Caution is the watchword. If a company perceives its revenue to be under threat it has every right to take steps to restrict that threat, so it's important that fandom maintain its image as a supporter of the success of its chosen obsessions, not a freeloader upon that success. Fanzines are a non-profit enterprise, and most barely cover their production expenses in the first year. They are also unique merchandise that does not directly compete with the official merchandise for any program or film, therefore they can hardly be seen to encroach upon the territory of the licensed manufacturers. In Lunar's case, retailing photo-realistic artwork comes close to competing with the official release stills market. I don't think the issue of the artwork being generated digitally from photographs is really central — all artists work from photographs if they actually want a likeness to the subject, achieved for an appropriate investment of time, and artists such as the celebrated Boris Vallejo have absorbed the photography stage into the standard production sequence for a painting. I don't see it as a serious issue. The problem is more likely simply that a profit was made from a product that could not have existed without the company's copyrighted materials as the starting point. Had the work been portraits in oils, or whatever medium, and had the originals been perhaps auctioned for charity, I doubt USA Studios would have had anything but praise for the endeavor. As it is, they have dealt a salutary slap on the wrist to someone whom they deem is deriving parasitic income from their property.
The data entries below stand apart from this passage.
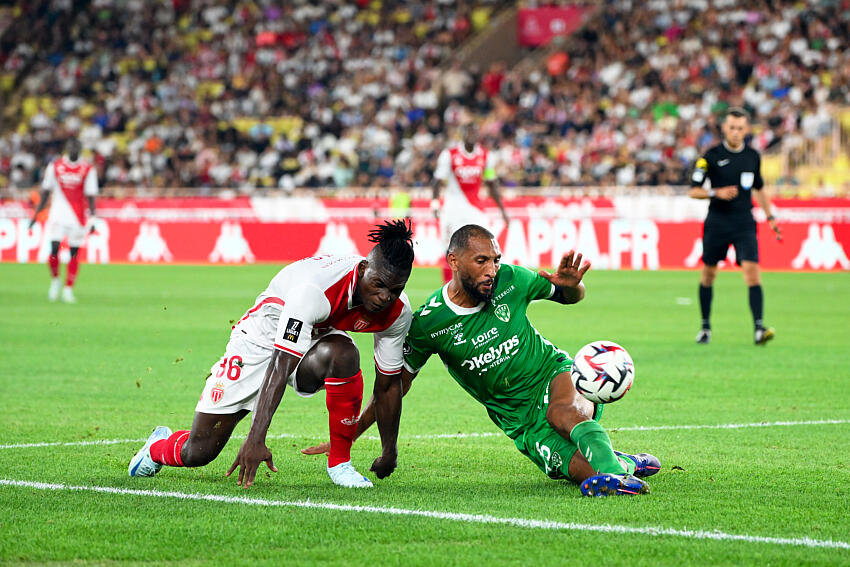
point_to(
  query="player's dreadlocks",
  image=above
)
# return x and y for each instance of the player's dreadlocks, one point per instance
(395, 240)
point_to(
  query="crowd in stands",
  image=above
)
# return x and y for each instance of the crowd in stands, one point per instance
(252, 95)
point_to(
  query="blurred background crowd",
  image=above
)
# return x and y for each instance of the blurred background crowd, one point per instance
(195, 96)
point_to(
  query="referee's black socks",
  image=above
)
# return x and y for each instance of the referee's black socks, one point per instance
(705, 294)
(757, 305)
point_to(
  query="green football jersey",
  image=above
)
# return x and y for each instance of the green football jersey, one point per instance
(491, 350)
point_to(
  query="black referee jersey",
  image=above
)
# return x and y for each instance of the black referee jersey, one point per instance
(723, 167)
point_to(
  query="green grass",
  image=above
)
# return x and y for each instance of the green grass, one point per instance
(134, 351)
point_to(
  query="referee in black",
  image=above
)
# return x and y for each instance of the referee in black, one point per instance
(734, 172)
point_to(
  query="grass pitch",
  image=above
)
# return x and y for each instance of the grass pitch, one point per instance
(80, 383)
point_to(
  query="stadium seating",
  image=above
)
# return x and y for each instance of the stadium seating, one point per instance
(194, 96)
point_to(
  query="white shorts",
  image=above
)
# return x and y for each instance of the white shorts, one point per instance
(236, 378)
(58, 232)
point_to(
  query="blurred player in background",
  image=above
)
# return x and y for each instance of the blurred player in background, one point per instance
(477, 325)
(296, 333)
(734, 171)
(462, 169)
(69, 184)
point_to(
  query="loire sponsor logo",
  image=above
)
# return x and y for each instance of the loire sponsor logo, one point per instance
(485, 337)
(494, 355)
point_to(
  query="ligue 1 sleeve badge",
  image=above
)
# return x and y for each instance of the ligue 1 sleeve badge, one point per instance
(217, 392)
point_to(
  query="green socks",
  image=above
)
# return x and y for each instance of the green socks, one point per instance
(595, 445)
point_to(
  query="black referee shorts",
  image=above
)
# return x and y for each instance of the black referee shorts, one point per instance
(718, 236)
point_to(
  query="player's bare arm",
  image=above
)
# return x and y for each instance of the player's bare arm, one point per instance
(763, 199)
(725, 193)
(253, 450)
(567, 279)
(91, 213)
(387, 402)
(367, 417)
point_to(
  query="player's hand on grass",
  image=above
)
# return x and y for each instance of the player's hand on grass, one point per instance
(320, 449)
(569, 272)
(727, 193)
(248, 459)
(384, 465)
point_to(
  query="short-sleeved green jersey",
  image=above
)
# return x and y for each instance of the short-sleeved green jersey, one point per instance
(491, 350)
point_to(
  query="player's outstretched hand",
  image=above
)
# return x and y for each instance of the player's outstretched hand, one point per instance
(320, 449)
(570, 271)
(248, 460)
(384, 466)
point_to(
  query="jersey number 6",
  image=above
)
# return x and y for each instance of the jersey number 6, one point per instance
(233, 367)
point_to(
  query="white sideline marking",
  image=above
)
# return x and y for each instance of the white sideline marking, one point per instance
(458, 435)
(451, 516)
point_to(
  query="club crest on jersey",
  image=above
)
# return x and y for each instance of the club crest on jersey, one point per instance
(217, 392)
(293, 330)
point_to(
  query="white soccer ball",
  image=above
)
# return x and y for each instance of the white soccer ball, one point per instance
(603, 372)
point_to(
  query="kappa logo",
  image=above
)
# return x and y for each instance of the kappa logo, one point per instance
(504, 293)
(820, 250)
(493, 356)
(433, 304)
(293, 330)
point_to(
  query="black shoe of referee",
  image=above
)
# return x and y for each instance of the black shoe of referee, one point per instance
(762, 335)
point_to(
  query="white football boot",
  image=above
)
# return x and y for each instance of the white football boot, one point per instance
(68, 295)
(142, 464)
(344, 474)
(55, 288)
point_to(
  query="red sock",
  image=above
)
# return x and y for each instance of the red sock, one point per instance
(344, 396)
(53, 264)
(167, 451)
(73, 266)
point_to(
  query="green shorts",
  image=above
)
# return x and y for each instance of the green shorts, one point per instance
(545, 446)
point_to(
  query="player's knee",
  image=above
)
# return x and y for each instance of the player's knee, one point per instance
(342, 356)
(563, 417)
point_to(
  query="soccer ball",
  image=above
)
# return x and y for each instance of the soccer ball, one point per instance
(603, 372)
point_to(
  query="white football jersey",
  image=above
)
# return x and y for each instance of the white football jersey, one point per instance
(307, 299)
(69, 182)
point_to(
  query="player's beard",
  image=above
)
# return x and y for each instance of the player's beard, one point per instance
(471, 288)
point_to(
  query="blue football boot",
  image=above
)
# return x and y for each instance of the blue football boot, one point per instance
(613, 485)
(645, 464)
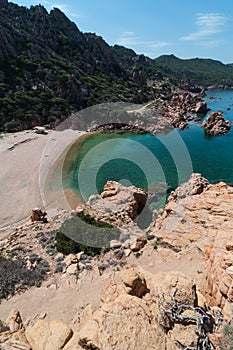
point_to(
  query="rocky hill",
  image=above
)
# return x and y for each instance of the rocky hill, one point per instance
(49, 69)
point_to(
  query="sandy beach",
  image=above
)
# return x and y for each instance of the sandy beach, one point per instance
(27, 159)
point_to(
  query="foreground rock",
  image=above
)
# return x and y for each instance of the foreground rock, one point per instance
(194, 218)
(133, 314)
(195, 185)
(117, 204)
(216, 124)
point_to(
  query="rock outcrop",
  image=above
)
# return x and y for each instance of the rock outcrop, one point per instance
(197, 218)
(117, 204)
(195, 185)
(216, 124)
(132, 315)
(218, 285)
(201, 108)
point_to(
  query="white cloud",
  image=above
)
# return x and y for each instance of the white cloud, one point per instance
(129, 39)
(208, 24)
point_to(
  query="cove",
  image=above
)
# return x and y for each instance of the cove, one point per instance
(148, 161)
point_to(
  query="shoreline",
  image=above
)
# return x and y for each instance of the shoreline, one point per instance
(27, 160)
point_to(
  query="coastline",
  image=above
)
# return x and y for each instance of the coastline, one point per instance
(27, 159)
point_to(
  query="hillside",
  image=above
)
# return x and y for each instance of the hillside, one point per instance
(201, 71)
(49, 69)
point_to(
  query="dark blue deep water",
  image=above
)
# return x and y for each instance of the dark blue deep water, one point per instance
(148, 161)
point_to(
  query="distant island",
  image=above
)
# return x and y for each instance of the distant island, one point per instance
(50, 69)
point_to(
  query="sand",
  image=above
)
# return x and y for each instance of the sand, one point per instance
(27, 159)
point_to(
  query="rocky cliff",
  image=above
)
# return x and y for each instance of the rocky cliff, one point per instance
(48, 68)
(177, 293)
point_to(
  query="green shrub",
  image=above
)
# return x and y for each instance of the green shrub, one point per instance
(15, 277)
(84, 233)
(227, 341)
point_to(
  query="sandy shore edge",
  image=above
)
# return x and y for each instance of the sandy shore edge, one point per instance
(26, 160)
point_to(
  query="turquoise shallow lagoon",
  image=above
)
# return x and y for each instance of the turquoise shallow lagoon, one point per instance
(148, 161)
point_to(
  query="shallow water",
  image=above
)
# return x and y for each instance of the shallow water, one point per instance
(148, 161)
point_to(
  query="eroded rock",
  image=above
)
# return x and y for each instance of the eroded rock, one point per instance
(216, 124)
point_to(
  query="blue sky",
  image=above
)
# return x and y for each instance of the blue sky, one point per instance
(186, 28)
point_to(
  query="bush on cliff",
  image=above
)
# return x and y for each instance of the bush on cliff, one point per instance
(84, 233)
(14, 276)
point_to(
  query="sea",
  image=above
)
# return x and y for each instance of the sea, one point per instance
(157, 164)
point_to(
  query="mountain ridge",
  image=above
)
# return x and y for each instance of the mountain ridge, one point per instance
(50, 69)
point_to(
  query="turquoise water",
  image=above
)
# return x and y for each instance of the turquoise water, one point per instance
(148, 161)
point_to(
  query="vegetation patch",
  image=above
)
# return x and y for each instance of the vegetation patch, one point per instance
(84, 233)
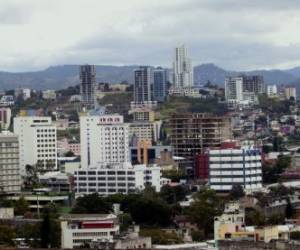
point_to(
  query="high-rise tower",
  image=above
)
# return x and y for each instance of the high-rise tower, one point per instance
(182, 69)
(88, 85)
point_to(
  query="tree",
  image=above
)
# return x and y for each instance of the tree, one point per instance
(31, 180)
(254, 218)
(236, 192)
(203, 210)
(21, 206)
(295, 235)
(172, 194)
(7, 234)
(289, 210)
(91, 203)
(50, 228)
(174, 175)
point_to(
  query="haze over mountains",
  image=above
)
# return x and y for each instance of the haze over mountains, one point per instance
(57, 77)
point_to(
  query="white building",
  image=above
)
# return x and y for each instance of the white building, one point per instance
(10, 178)
(243, 89)
(272, 90)
(103, 138)
(5, 117)
(290, 92)
(146, 130)
(80, 229)
(232, 220)
(108, 179)
(228, 167)
(182, 66)
(49, 94)
(37, 139)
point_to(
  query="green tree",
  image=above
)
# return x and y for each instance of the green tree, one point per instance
(289, 210)
(159, 236)
(172, 194)
(295, 235)
(203, 210)
(50, 228)
(69, 154)
(7, 234)
(254, 218)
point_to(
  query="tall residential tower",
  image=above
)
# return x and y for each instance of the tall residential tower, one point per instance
(88, 85)
(142, 84)
(183, 70)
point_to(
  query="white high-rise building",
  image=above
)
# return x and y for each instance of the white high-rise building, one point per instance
(272, 90)
(104, 139)
(109, 179)
(243, 89)
(228, 167)
(37, 142)
(183, 71)
(10, 178)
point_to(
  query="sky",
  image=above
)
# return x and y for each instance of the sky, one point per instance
(233, 34)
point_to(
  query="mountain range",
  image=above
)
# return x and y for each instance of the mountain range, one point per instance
(58, 77)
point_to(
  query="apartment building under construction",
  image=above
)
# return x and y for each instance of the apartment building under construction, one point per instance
(191, 133)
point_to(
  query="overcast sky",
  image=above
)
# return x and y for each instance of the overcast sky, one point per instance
(234, 34)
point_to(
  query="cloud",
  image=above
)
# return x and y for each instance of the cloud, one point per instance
(233, 34)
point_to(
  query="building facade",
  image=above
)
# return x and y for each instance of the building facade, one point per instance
(5, 118)
(192, 133)
(272, 90)
(10, 178)
(142, 85)
(290, 92)
(160, 84)
(229, 167)
(182, 69)
(243, 89)
(78, 230)
(108, 179)
(103, 139)
(37, 141)
(88, 85)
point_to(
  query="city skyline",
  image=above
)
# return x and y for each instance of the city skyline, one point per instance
(233, 35)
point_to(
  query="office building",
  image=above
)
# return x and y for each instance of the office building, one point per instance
(103, 138)
(182, 69)
(231, 221)
(272, 91)
(142, 85)
(88, 85)
(145, 130)
(10, 178)
(290, 92)
(228, 167)
(5, 118)
(37, 140)
(108, 178)
(243, 89)
(191, 133)
(160, 84)
(80, 229)
(143, 114)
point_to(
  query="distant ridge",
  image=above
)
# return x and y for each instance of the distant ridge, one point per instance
(57, 77)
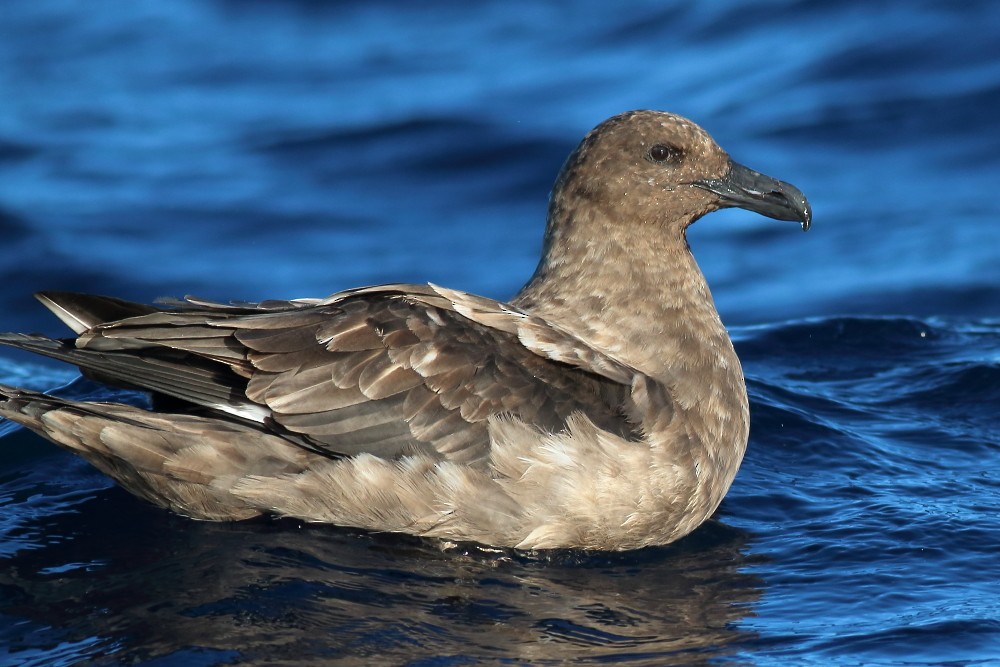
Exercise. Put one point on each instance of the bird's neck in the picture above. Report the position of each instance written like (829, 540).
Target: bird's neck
(642, 300)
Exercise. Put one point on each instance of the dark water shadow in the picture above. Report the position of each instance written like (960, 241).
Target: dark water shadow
(114, 580)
And probably the single most important factor in this is the apparent fact that USA Studios turned a completely blind eye to her activities up until the point at which they received a formal complaint which seems to have originated with Lunar's estranged ex-husband. He "dobbed her in" as they say in Australia, an act of spite, knowing that an official complaint would force USA's hand and make them interfere in what was, taken in the broader picture, a fairly innocent affair.

The outcome of the matter has not been circulated, at least not to DOAW contacts yet, but you can be sure we'll report the details if and when they come to light.[2]